But Italy, so dependent on tourism, is also beginning to despair of it. Last week, a new display was introduced in a bookshop in Venice that reveals, painfully and in real time, the number of beds available in the city to tourists: at 48,596 (and counting), it is perilously close to overtaking the number of residents in the city: 49,365 (and falling). As recently as 2008, the respective figures were 12,000 and 60,000.

 

So a city that is famously concerned about drowning in water is now more fretful about drowning in humans. In January, Venice even introduced an entrance fee (varying between €3 and €10) to access the city and its islands.
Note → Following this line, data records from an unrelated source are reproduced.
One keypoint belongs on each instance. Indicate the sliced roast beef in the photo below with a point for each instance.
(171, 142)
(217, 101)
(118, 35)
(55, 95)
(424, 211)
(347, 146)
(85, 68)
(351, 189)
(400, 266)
The move wasn’t controversial because it monetised tourism – that has always happened – but because it made the city appear precisely what it is trying to avoid becoming: a theme park, a time capsule for gawking, snap-happy visitors, more a relic than actually alive.

 

The problem is that mass tourism is turning destinations into the opposite of what they once were. The attraction of the Cinque Terre is their stunning simplicity: they have no great monuments as such, neither grand cathedrals nor castles, just a sense of serenity, of human ingenuity and topographical grandeur (the steep mountains, terraced and criss-crossed by paths where possible, host pastel houses perched above an azure sea).

 

But the serenity and simplicity can’t survive millions of wham-bam visitors a year. Two weeks ago, Fabrizia Pecunia, the mayor of one of the five villages, Riomaggiore, complained: “It’s no longer possible to postpone the debate about how to handle tourist flows. If we don’t [find a solution], our days as a tourist destination are numbered.” What tourist hot spots most yearned for a decade or two ago – high numbers, influx and flows – is precisely what is now causing them problems. During the peak season, the Balearic island of Mallorca now has more than 1,000 flights landing every day.

 

The World Tourism Organization predicts that by the end of this decade the flow of international tourists will surpass 2 billion. What’s called “overtourism” is already so acute that popular destinations are now doing the unthinkable, and actively trying to dissuade or block arrivals. Last month, Amsterdam launched “stay away” ads aimed at badly behaved Brits. The Greek island of Santorini, a mere 29 square miles, had to cap cruise ship passengers to 8,000 a day in 2017. Venice has blocked cruise ships and, in 2012, the anti-tourism message proved a winning formula for a mayoral candidate in Barcelona.

 

Now the road is so designated that you feel forced through a well-oiled funnel as someone picks your pockets

 

But if the tourism boom is often bad for locals, it’s equally depressing for visitors. The fiction of tourism in the social media age is that we, as rugged adventurers, are there by ourselves. But we’re only alone for that Instagram money shot. The rest is full of crowds and discomfort. When a friend of mine foolishly went to the Cinque Terre at Easter, there were long queues just to get on the footpaths or to drink a coffee. She then had to queue for three hours just to board one of the rickety trains home.

 

Anyone who has been to Niagara Falls, say, or Stonehenge knows that natural or human wonders have been mercilessly monetised. It now costs, for example, €34 to visit the Angkor Wat temple in Cambodia. Visitors to famous sites often come away feeling not uplifted, but fleeced by car-park charges, entry prices, food stalls and so on. We’re bemused by the inauthenticity of the experience. Travel used to be about adventure and hardship, sometimes solitude, but invariably surprise and spontaneity. Now the road is so well-trodden and designated that you feel forced through a well-oiled funnel as someone picks your pockets.

 

But the sense of unease goes deeper. In the past we travelled to broaden and educate the mind. Travellers suffered discomfort – a mule over the Alps, a clipper across the Bay of Biscay – to absorb the wideness of the world, to feel small or vulnerable perhaps, and to allow the learning of other cultures to infiltrate their beings. Now, it seems, all that is reversed: there’s minimal danger or risk to travel, and our big egos are imposed on a small world. Sites are nothing more than the backdrop for our selfies because we go places not to learn from them, but just to post and boast to others that we’ve been there.

 

 Tobias Jones lives in Parma. His latest book is The Po: An Elegy for Italy’s Longest Ri

Sunday, 23 April 2023

The True Cost | The Truth Behind The Clothes We Wear | Fashion Industry Secrets | Fashion’s real victims: 10 years after Rana Plaza, EU scrambles to prevent future tragedy


Fashion’s real victims: 10 years after Rana Plaza, EU scrambles to prevent future tragedy

 

European Union is finally drafting rules forcing companies to police their supply chains.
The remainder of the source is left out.